É gente de tudo que é lado do Brasil ocupando as ruas, ocupando os corações. E começo a ocupar o meu com o som de Juçara Marçal ecoando ao anoitecer na Praça da República, no primeiro dia da Virada Cultural de 2018. A cantora, que também faz parte da banda Metá Metá, fez o público flutuar com seu MPB experimental e sua voz elétrica com músicas do seu primeiro álbum solo, o Encarnado.
Dentre o repertório, cantou “Não tenha ódio do verão”, de Tom Zé, e avisou a platéia que era uma música necessária para a contemporaneidade no Brasil. Um trecho da letra diz: “Não tenha ódio no verão / Você vai acabar / Comendo brasa no tição / Assando o rabo no fogão / Isso arrebenta uma nação”.

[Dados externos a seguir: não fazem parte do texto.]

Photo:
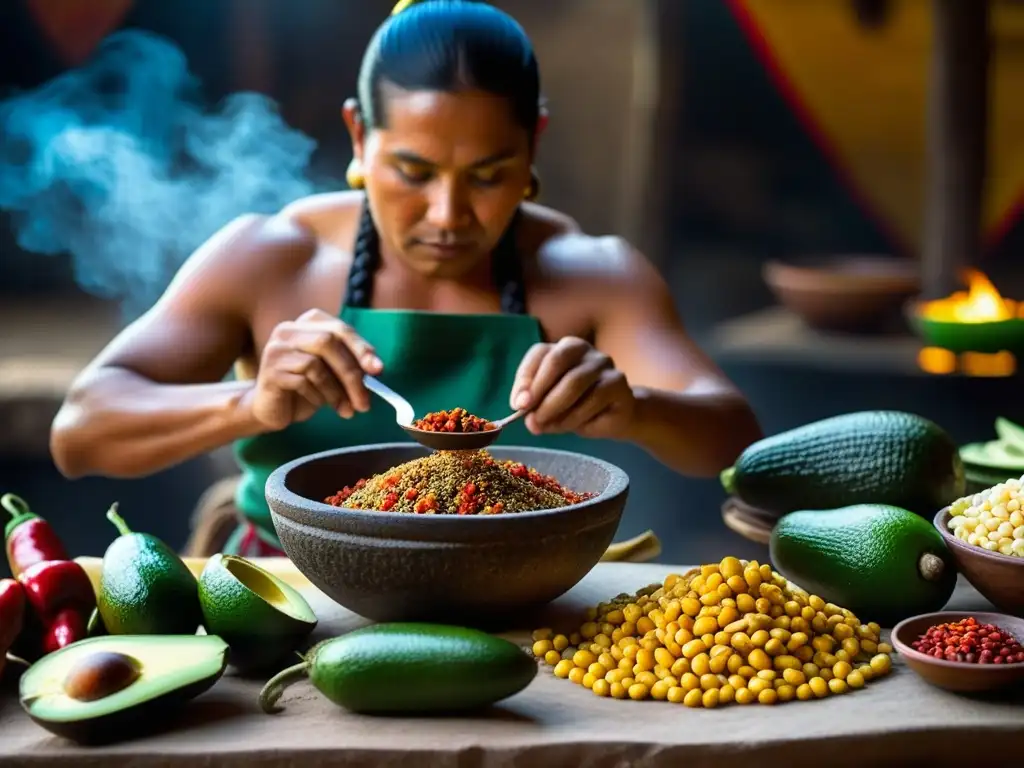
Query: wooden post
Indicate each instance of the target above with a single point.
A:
(644, 215)
(957, 121)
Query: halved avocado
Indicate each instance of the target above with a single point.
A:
(108, 688)
(262, 619)
(991, 456)
(1011, 434)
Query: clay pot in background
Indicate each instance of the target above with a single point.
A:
(849, 294)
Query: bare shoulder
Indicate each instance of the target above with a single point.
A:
(328, 213)
(257, 250)
(565, 254)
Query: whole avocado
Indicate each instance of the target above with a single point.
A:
(410, 668)
(883, 562)
(867, 457)
(144, 587)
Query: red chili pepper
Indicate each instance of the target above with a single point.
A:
(30, 539)
(11, 615)
(62, 598)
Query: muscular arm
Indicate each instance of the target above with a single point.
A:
(689, 416)
(155, 395)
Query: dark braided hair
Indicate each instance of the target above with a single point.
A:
(445, 45)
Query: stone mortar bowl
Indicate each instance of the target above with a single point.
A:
(475, 569)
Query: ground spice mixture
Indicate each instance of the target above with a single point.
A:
(458, 482)
(456, 420)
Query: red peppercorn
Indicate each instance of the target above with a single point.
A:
(970, 642)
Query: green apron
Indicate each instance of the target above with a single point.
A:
(436, 361)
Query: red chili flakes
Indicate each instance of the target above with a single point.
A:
(548, 482)
(458, 483)
(970, 642)
(456, 420)
(342, 496)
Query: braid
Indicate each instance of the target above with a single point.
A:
(508, 270)
(366, 259)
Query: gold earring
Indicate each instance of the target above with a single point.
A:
(354, 175)
(401, 5)
(534, 190)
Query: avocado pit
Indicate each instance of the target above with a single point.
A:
(99, 675)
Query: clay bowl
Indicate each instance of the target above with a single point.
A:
(850, 294)
(999, 579)
(473, 568)
(956, 676)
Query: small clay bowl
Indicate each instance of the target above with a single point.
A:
(958, 677)
(999, 579)
(474, 568)
(845, 293)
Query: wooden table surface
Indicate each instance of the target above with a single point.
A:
(895, 721)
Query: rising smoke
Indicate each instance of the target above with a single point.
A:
(121, 165)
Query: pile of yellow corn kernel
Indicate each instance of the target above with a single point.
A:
(731, 632)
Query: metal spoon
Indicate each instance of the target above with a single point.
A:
(404, 416)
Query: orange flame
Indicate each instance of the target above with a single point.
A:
(980, 303)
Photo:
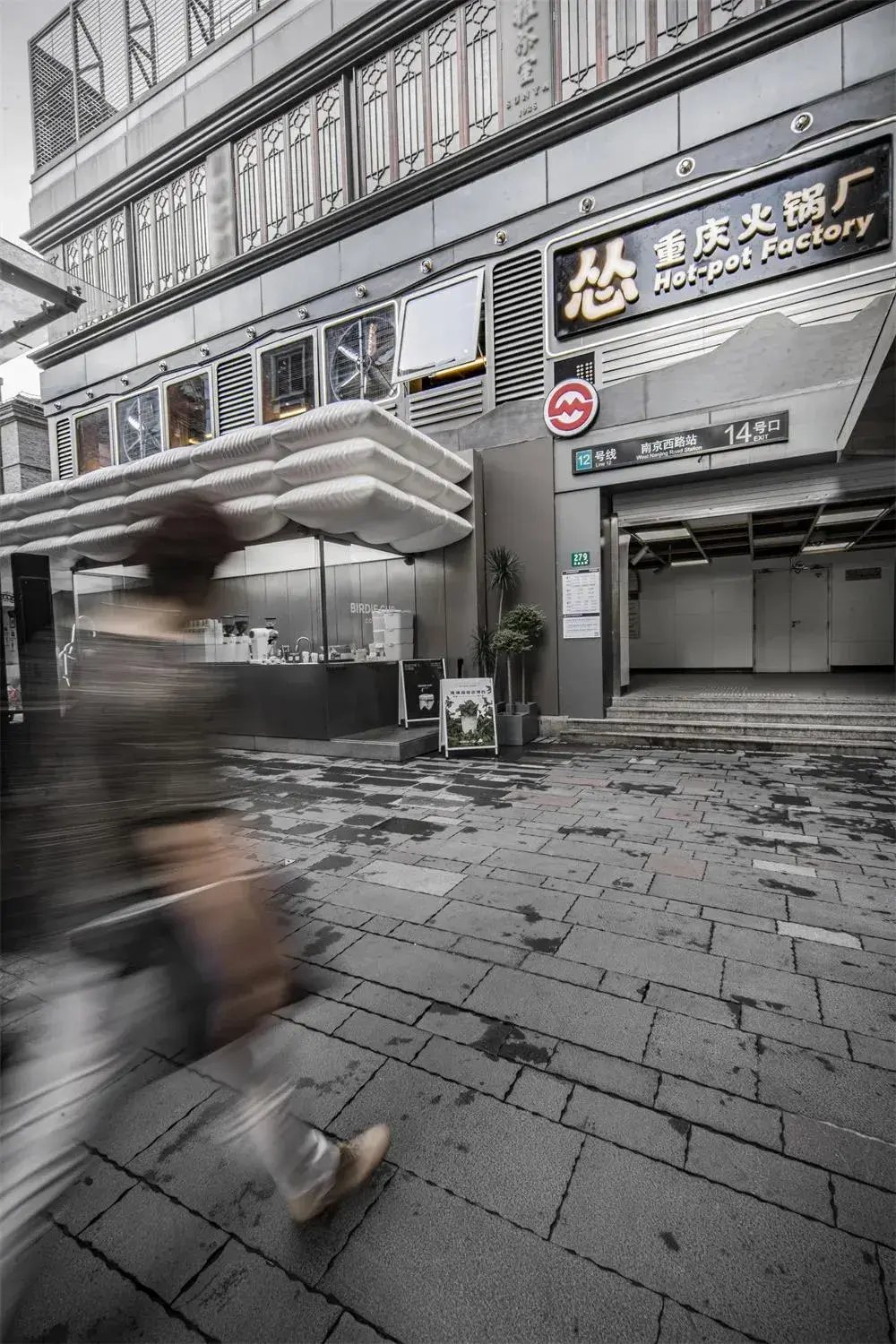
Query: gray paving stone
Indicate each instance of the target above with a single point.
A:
(780, 991)
(544, 863)
(155, 1241)
(806, 1034)
(82, 1298)
(641, 959)
(316, 1012)
(564, 1011)
(522, 929)
(857, 1010)
(324, 1072)
(389, 1003)
(871, 1050)
(382, 900)
(829, 1089)
(683, 1327)
(702, 1051)
(228, 1188)
(495, 952)
(866, 1211)
(840, 1150)
(244, 1297)
(500, 1158)
(418, 970)
(780, 1180)
(163, 1097)
(764, 949)
(468, 1066)
(541, 1093)
(606, 1073)
(489, 1279)
(319, 941)
(504, 895)
(763, 903)
(788, 1279)
(99, 1185)
(382, 1034)
(694, 1005)
(734, 917)
(662, 927)
(866, 969)
(627, 1125)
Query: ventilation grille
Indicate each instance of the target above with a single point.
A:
(517, 303)
(452, 405)
(65, 451)
(236, 394)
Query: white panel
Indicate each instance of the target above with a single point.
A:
(861, 617)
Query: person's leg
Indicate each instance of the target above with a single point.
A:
(54, 1098)
(309, 1169)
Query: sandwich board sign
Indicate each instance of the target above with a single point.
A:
(418, 690)
(466, 719)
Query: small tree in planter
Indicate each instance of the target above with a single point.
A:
(530, 624)
(511, 642)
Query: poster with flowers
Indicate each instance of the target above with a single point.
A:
(468, 720)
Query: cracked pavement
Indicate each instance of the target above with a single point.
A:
(632, 1021)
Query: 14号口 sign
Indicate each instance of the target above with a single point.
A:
(833, 210)
(772, 427)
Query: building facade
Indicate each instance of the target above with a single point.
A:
(452, 210)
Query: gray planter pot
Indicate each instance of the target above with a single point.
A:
(514, 730)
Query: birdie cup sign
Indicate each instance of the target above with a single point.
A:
(571, 408)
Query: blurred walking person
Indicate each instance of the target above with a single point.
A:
(152, 910)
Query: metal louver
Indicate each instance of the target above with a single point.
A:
(444, 406)
(517, 322)
(65, 451)
(236, 392)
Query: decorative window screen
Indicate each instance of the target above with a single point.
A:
(171, 233)
(290, 169)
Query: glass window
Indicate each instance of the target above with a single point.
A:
(441, 328)
(360, 357)
(93, 440)
(288, 379)
(139, 425)
(188, 408)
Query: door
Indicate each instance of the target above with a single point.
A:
(791, 621)
(809, 621)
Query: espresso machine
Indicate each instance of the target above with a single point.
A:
(263, 642)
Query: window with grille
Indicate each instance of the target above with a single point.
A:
(171, 233)
(139, 426)
(290, 169)
(93, 440)
(188, 410)
(288, 379)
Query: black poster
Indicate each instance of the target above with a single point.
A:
(421, 680)
(756, 432)
(833, 210)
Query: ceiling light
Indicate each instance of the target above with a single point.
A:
(665, 534)
(853, 515)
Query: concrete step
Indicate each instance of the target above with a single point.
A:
(656, 711)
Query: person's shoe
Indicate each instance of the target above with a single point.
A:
(359, 1159)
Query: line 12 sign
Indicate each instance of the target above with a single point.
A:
(772, 427)
(831, 210)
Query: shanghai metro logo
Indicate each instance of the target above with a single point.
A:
(570, 408)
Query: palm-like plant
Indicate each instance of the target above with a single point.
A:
(504, 570)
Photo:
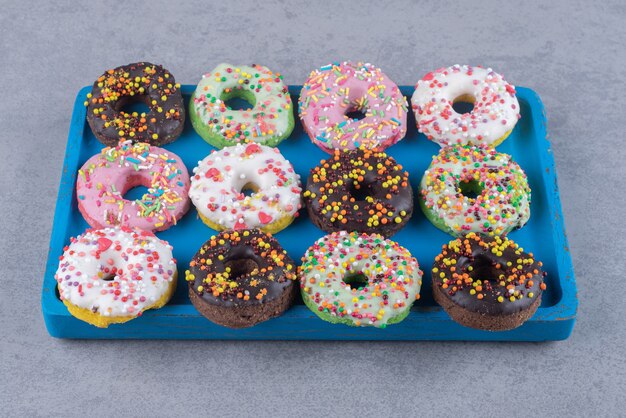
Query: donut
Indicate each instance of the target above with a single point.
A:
(487, 283)
(359, 279)
(359, 190)
(112, 275)
(220, 180)
(268, 122)
(495, 107)
(240, 278)
(475, 189)
(106, 177)
(140, 82)
(332, 92)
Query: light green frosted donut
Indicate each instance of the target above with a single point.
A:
(268, 122)
(474, 188)
(359, 279)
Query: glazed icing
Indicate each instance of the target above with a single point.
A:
(115, 271)
(394, 278)
(503, 196)
(495, 112)
(336, 89)
(218, 181)
(270, 118)
(489, 275)
(105, 177)
(143, 82)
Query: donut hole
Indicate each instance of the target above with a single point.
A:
(133, 104)
(464, 104)
(360, 191)
(241, 267)
(238, 100)
(249, 189)
(484, 269)
(356, 280)
(470, 189)
(355, 114)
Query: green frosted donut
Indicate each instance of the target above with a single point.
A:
(474, 188)
(359, 279)
(268, 122)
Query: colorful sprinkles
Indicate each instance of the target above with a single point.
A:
(391, 279)
(475, 189)
(337, 89)
(268, 121)
(220, 180)
(360, 190)
(217, 272)
(115, 272)
(105, 177)
(481, 273)
(495, 107)
(140, 82)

Depois de Juçara, parti para a Rua Consolação atrás do trio elétrico do Caetano Veloso com o bloco Tarado Ni Você. Em meio à rua, que parecia com as de Recife no carnaval de tão cheia, infelizmente não se conseguia ouvir a música direito.
E se tudo ficasse Odara?
Mas mesmo com o aperto da rua lotada e o som baixo, o que encantava era todo mundo cantando em coro as músicas de Caê. A faixa “Odara” parecia um mantra que as pessoas repetiam juntas: “Deixa eu dançar pro meu corpo ficar odara / Minha cara minha cuca ficar odara / Deixa eu cantar que é pro mundo ficar odara”. Quem dera que aquela energia coletiva tornasse o mundo ou pelo menos o Brasil “odara”.
O show também foi de protestos. O Bloco Tarado Ni Você e outros artistas criticaram o Projeto de Lei 6299/02 (Pacote do Veneno), que está em trâmite na Câmara dos Deputados e amplia o uso de agrotóxicos no país. O público também se manifestou em apoio à causa e ao longo do trajeto gritos como “Lula livre” e “Fora Temer” se misturavam às músicas de Caetano.

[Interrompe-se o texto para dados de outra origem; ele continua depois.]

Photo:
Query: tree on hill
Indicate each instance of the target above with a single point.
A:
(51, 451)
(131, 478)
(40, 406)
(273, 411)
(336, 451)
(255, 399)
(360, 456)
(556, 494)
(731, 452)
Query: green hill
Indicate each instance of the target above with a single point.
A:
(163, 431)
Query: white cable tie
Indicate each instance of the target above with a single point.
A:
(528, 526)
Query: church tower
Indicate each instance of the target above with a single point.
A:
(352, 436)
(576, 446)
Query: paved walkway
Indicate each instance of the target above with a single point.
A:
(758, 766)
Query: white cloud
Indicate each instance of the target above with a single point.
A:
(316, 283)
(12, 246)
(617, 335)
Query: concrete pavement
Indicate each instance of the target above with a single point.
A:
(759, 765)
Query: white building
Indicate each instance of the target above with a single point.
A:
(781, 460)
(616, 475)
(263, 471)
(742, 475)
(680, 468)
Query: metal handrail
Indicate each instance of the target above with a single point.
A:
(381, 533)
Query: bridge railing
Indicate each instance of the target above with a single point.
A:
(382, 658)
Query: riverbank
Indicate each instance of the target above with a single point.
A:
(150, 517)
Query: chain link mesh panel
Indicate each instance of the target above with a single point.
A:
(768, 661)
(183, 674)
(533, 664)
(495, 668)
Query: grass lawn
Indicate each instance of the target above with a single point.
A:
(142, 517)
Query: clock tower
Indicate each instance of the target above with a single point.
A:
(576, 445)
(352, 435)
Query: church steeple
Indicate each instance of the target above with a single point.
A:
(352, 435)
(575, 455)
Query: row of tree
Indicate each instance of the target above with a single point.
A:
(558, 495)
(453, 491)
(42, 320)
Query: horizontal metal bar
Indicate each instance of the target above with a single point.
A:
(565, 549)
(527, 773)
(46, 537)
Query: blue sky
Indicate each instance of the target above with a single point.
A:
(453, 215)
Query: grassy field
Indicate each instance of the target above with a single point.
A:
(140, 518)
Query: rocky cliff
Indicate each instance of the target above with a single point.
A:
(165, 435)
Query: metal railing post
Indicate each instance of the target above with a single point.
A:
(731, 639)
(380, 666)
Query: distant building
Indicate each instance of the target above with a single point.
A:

Depois de Caetano, o dilema era ir ou não para a Chácara do Jockey, que contou na madrugada de domingo com shows, como da Letrux cantando Madonna, Linn da Quebrada com Jaloo e Liniker, e muita música eletrônica – variando do noise e experimental ao house e techno. Mas como sou uma só e tinha a expectativa que Elza cantasse o álbum lançado no dia anterior (18/05), Deus é Mulher, resolvi ficar.
E, logo, entrei na viagem psicodélica do grupo goiano Boogarins, regada a muita Catuaba, porque aqui é proletariado mesmo e só assim pra se esquentar. Já tinha assistido a dois shows da banda, que foram incríveis – e esse não foi diferente. Tocaram músicas dos seus dois discos, As plantas que curam e Lá vem a morte, e levaram o público ao êxtase.

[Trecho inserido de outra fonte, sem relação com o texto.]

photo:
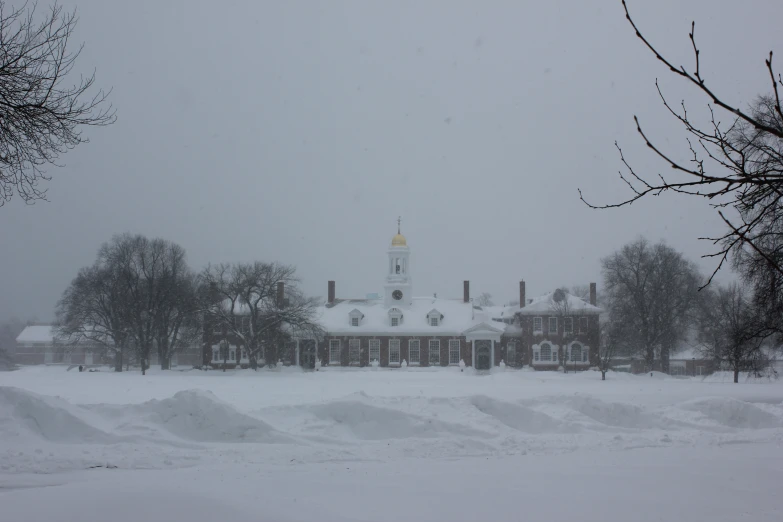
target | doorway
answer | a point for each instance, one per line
(483, 355)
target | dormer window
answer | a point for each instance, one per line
(395, 317)
(434, 318)
(355, 317)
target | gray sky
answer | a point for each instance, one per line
(299, 131)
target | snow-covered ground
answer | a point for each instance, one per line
(385, 445)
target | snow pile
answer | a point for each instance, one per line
(363, 420)
(733, 413)
(24, 414)
(520, 417)
(198, 415)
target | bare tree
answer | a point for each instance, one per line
(93, 310)
(242, 300)
(652, 291)
(484, 299)
(730, 331)
(138, 295)
(739, 165)
(41, 117)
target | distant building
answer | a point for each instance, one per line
(399, 329)
(39, 344)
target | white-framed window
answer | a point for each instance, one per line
(576, 352)
(394, 351)
(511, 353)
(355, 317)
(354, 351)
(537, 325)
(454, 348)
(395, 314)
(568, 325)
(375, 350)
(434, 351)
(414, 351)
(334, 351)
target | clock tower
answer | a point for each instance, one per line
(398, 280)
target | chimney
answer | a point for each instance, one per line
(280, 294)
(522, 294)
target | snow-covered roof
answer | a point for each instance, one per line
(458, 316)
(500, 312)
(545, 304)
(37, 334)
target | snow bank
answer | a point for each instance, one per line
(520, 417)
(362, 420)
(197, 415)
(24, 414)
(733, 413)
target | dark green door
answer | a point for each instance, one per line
(483, 354)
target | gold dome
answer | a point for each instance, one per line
(399, 240)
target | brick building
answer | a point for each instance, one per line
(398, 329)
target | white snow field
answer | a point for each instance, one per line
(383, 445)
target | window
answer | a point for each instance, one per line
(354, 351)
(394, 351)
(511, 353)
(414, 351)
(583, 325)
(454, 351)
(375, 350)
(576, 352)
(334, 351)
(434, 351)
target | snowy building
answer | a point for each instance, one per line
(40, 344)
(399, 329)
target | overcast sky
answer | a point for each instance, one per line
(299, 131)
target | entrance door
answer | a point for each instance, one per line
(483, 360)
(307, 354)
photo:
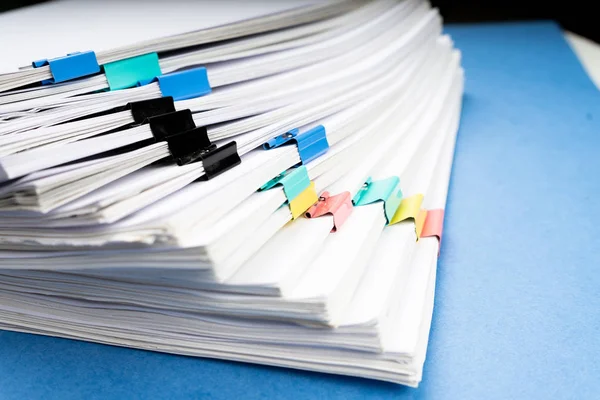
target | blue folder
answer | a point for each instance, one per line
(517, 312)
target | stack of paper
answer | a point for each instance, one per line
(275, 195)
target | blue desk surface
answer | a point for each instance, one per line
(518, 306)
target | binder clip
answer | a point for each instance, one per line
(71, 66)
(171, 123)
(183, 85)
(434, 224)
(188, 143)
(144, 109)
(127, 73)
(340, 206)
(303, 201)
(294, 181)
(410, 208)
(311, 144)
(299, 190)
(385, 190)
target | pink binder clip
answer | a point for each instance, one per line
(434, 225)
(340, 206)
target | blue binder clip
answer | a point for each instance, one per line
(71, 66)
(183, 85)
(385, 190)
(311, 144)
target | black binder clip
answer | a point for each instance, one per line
(144, 109)
(188, 143)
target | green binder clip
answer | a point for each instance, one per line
(127, 73)
(294, 182)
(385, 190)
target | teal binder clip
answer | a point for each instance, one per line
(294, 182)
(127, 73)
(385, 190)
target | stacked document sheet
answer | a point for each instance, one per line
(270, 190)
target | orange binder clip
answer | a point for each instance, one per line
(340, 206)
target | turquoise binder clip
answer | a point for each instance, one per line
(127, 73)
(294, 182)
(385, 190)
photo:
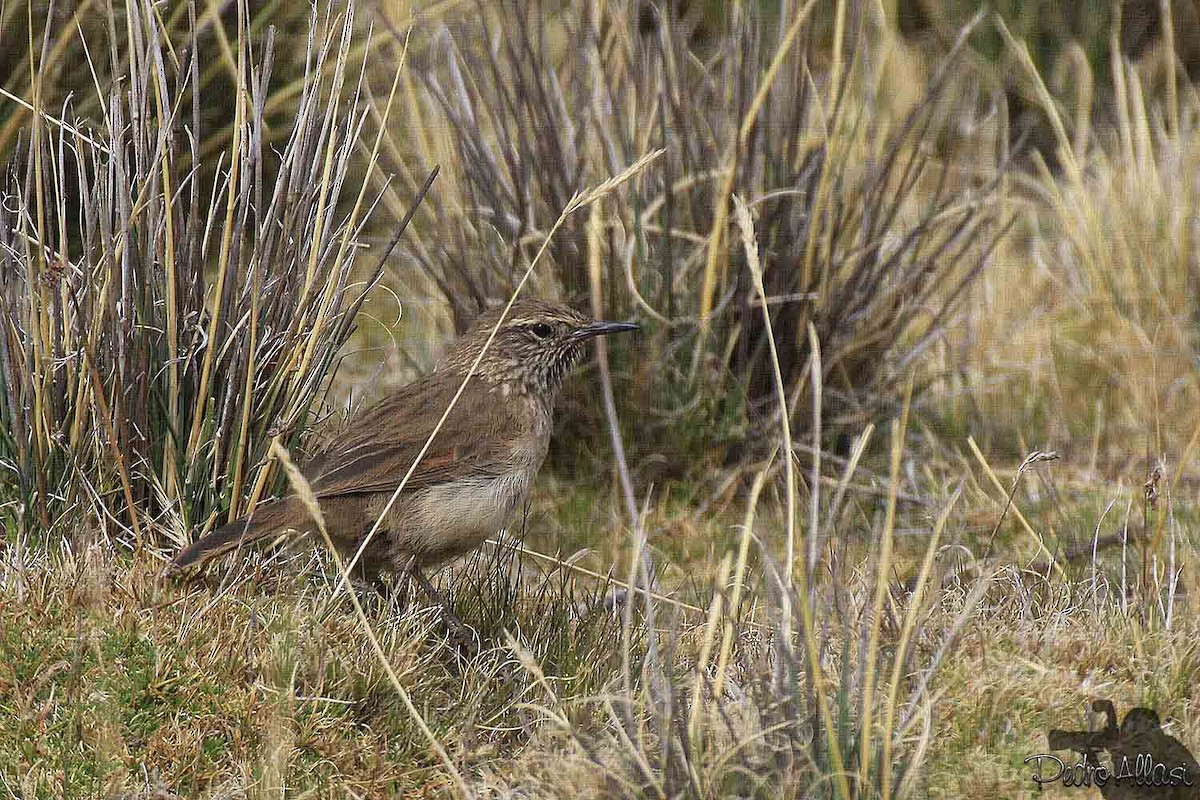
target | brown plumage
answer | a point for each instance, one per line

Deus é mulher e se chama Elza Soares
Só podia ser São Paulo e sua pluralidade pulsante, que resultou em mais de 900 atrações das mais variadas linguagens artísticas em único final de semana.
Um dos momentos mais aguardados da noite então chegara, o show da Elza Soares. Não teve Deus é mulher, mas teve “A Voz e a Máquina”, um show incrível que resgata clássicos da carreira da artista, como “Hoje é dia festa” e “A Carne”, e os dá novas versões com samples, loops e drum machines articulados pelos DJs Ricardo Muralha e Bruno Queiroz, e a guitarra de Caesar Barbosa.
No palco Queer na Praça da República, Elza protestou contra a LGBTfobia, o racismo, a violência e a repressão política no Brasil. Trouxe duas grandes músicas de Cazuza, “Milagres” e “O Tempo Não Pára”, e ainda incluiu em seu repertório o discurso histórico de Martin Luther King, “I have a dream”. E, para finalizar, cantou músicas do premiado álbum a A Mulher do Fim do Mundo, mostrando mais uma vez que as mulheres são fortes e que não vamos mais nos calar diante da opressão patriarcal. É a mulher do fim do mundo, é quem canta até o fim.
Tudo é divino maravilhoso
Após mais um show épico, entrei em transe com as performances no palco do Circo e acabei no palco da Cultura Popular, dançando um carimbó gostoso ao som do Grupo Kuatá de Carimbó. A música tradicional do Pará conseguiu esquentar a noite fria de São Paulo, colocando todo mundo pra dançar juntinho.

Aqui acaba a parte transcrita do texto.